Los últimos datos sobre la percepción de la corrupción muestran más que cifras preocupantes: revelan el estado de nuestra civilización. ¿Hemos llegado al límite? ¿Hemos agotado los valores que sostienen la dignidad humana? Mientras algunos luchan cada día por mantener viva la justicia y la ética, muchos otros practican o aceptan lo contrario, anestesiados por la normalización de la decadencia. Esta realidad no es solo un problema político o económico, sino un reflejo de la sociedad de la que cada uno forma parte y a la vez es agente.
Si la corrupción es en sí un acto gravísimo, aún más grave es la forma en que la sociedad la acepta, la justifica o, peor aún, se acostumbra a su existencia como si fuera algo inevitable.
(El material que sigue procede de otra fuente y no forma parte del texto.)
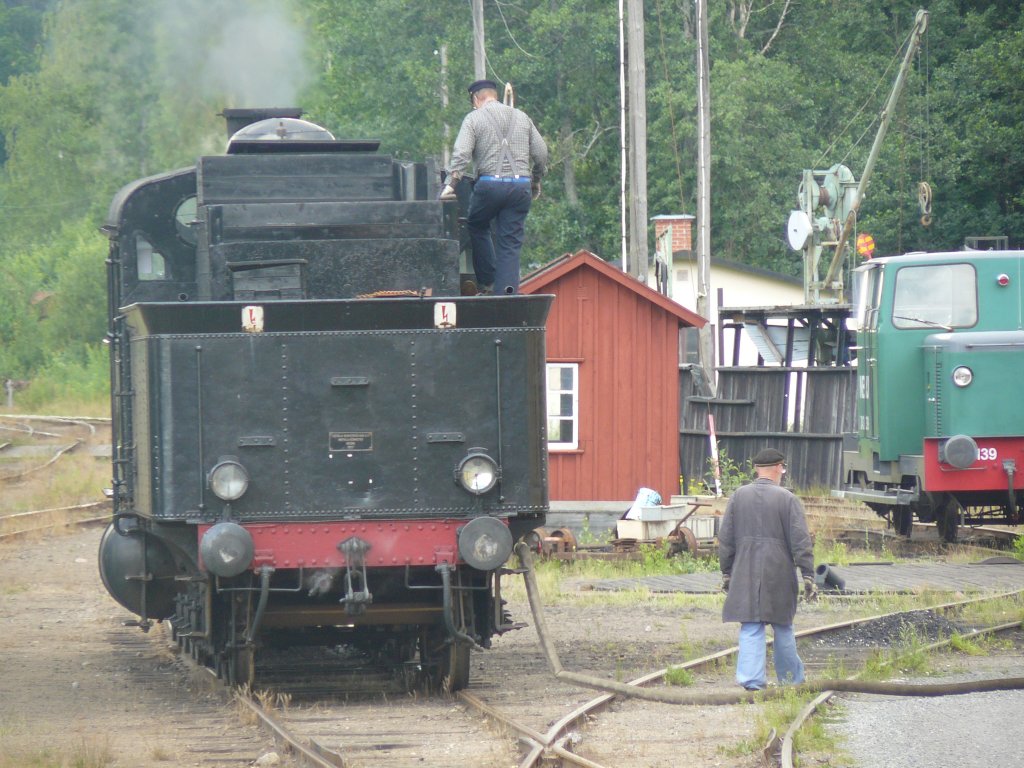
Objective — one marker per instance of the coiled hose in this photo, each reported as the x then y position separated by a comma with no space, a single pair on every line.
669,695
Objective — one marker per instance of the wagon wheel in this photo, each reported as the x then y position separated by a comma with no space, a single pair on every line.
535,540
682,540
566,536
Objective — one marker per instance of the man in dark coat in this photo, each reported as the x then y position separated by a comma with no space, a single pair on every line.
763,540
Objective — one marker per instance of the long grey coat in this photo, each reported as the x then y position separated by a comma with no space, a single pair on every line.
762,541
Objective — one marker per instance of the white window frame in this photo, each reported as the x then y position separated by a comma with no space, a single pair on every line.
555,399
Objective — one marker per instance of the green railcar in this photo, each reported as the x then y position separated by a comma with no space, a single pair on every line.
940,353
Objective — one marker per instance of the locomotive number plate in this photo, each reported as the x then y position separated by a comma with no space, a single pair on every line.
338,441
444,314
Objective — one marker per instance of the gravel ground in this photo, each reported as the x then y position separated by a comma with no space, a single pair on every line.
978,730
74,680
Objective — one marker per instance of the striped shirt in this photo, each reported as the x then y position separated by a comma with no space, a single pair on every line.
479,141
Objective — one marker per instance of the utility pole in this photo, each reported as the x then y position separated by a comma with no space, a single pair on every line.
920,25
479,54
446,152
707,340
638,140
624,164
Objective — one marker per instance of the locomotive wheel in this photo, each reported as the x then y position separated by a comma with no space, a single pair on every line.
444,664
242,666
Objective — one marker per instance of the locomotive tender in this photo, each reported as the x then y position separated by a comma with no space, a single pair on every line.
316,438
940,352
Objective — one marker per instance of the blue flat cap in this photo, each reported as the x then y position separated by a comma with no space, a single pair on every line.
481,84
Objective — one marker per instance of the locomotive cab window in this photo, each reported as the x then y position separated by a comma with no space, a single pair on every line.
148,261
563,406
935,296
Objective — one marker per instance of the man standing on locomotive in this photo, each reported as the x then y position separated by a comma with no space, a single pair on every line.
763,540
510,158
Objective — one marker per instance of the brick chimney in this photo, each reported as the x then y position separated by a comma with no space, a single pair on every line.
682,229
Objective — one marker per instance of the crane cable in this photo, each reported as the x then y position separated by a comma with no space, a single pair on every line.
924,188
925,201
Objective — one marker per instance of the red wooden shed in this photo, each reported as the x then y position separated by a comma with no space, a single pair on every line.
612,381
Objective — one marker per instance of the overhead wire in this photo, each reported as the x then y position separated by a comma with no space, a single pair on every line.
870,97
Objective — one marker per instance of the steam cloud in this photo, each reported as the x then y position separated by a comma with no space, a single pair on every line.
242,52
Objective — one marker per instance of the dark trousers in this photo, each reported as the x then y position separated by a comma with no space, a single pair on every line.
497,261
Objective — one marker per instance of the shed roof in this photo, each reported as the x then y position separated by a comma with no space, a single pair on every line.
537,281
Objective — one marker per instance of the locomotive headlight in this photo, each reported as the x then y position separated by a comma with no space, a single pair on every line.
477,473
484,543
226,549
228,480
963,376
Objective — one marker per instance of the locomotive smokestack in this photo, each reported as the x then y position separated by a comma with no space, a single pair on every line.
240,118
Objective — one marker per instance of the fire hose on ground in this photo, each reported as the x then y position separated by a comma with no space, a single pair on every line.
666,695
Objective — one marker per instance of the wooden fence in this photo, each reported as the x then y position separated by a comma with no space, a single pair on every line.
803,412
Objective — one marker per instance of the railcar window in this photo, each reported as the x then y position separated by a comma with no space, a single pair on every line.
563,406
941,296
148,261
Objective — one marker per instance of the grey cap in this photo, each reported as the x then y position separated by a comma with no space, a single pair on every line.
768,458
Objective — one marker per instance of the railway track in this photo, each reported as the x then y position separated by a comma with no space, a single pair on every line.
415,731
37,454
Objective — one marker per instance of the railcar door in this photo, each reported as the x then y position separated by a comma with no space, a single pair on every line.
867,352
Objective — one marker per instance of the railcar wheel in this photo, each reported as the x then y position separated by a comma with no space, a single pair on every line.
903,520
947,520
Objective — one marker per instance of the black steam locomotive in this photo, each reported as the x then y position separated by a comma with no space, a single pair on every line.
316,438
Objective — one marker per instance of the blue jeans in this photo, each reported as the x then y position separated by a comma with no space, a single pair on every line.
497,261
752,659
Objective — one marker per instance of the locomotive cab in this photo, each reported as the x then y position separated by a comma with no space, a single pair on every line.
939,338
316,438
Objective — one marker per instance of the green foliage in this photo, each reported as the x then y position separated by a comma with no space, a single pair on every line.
833,553
732,473
906,656
678,676
1018,548
79,380
966,645
79,120
655,561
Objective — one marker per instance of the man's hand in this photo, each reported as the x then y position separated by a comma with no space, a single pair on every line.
810,590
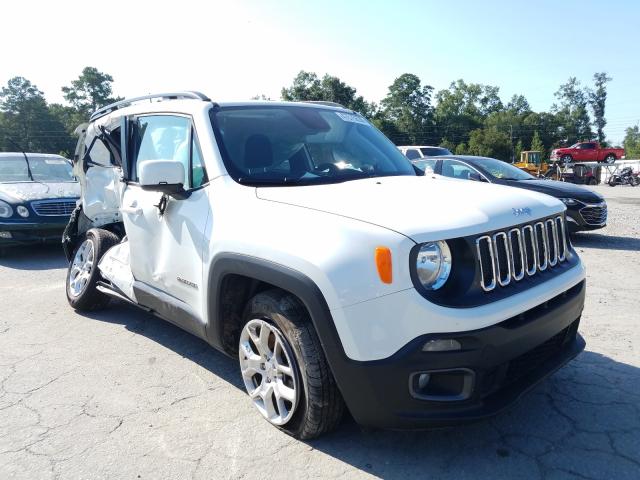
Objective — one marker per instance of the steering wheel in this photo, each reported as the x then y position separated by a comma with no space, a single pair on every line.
330,167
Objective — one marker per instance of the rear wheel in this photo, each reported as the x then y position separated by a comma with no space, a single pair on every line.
565,159
83,274
284,368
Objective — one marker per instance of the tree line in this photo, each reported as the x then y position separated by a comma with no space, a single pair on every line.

La dignidad humana no se pierde únicamente cuando se cometen actos indignos, sino también cuando nos volvemos indiferentes al daño que provocan. Y ese daño no es solo institucional o financiero: es una herida abierta en la propia esencia de lo que significa vivir en sociedad. ¿No estaremos, con nuestra pasividad, contribuyendo a la erosión silenciosa de los pilares que deberían sostener nuestro futuro?
El mundo no atraviesa solo una crisis económica o política, sino una crisis de valores. Y esta crisis tiene un precio, no solo para nuestra generación, sino para todas las que vendrán. ¿Qué legado queremos dejar? ¿Qué tipo de sociedad queremos construir? Mientras haya quienes resistan, quienes luchen y quienes no acepten la degradación de la dignidad humana, aún hay esperanza. Pero esa esperanza exige compromiso. Exige que miremos hacia dentro y reconozcamos que cada elección, cada omisión y cada acto tienen un peso que trasciende nuestra existencia individual. ¿Qué humanidad queremos ser?